A European ban on crude imports from Russia this December will result in the worse energy crisis the EU has ever experienced, experts warn.
The move by EU countries to sanction Russia for daring to go to war with Ukraine by halting crude oil imports later this year is an attempt to “make the Kremlin pay” for the invasion, European Commission President Ursula von der Leyen recently declared.
Summit.news reports: Though it’s only backfired as the Kremlin’s war chest has swelled by tens of billions of dollars as energy prices hyperinflate and new buyers are found in Asia.
EU leaders have stepped up efforts to transition from Russian energy to other energy-rich countries, though they might find it challenging to increase energy imports due to limited spare capacity worldwide.
Monica Malik, the chief economist at the Abu Dhabi Commercial Bank, told the audience at an energy security panel hosted by the Institute of International Finance in Washington, DC, on Monday that the Gulf states, Bahrain, Kuwait, Oman, Qatar, Saudi Arabia, and the United Arab Emirates, won’t be able to increase production to replace Russian oil in Europe.
After all, the world is moving into a much tighter oil market for the remainder of the year after OPEC+ cuts. This could unintentionally spur a supercycle in pricing as brent crude inches closer to $100 a barrel.

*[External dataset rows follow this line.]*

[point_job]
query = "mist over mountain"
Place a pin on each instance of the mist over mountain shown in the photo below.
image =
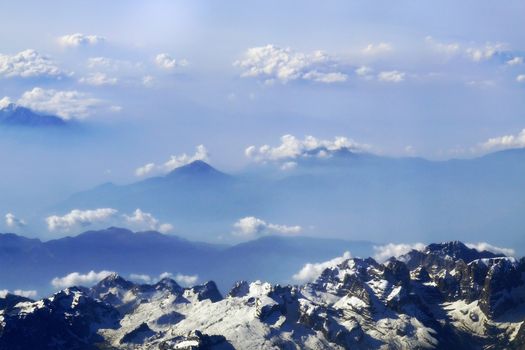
(348, 195)
(32, 264)
(443, 296)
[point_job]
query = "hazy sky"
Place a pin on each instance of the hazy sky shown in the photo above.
(147, 80)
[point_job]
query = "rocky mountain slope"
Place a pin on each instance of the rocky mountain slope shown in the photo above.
(444, 297)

So where will Europe source crude this winter if spare capacity worldwide is limited? Head of European Oil for Morgan Stanley Martijn Rats wrote in a recent note:
“The oil market is where it is because this question is so hard to answer. If we knew, we could all breathe a little easier.”
Without spare capacity — EU leaders will find it challenging to source crude around the world because production cannot be quickly ramped up.
Helima Croft, managing director at RBC Capital Markets LLC, warned, “I think we are facing the worst energy crisis in decades.”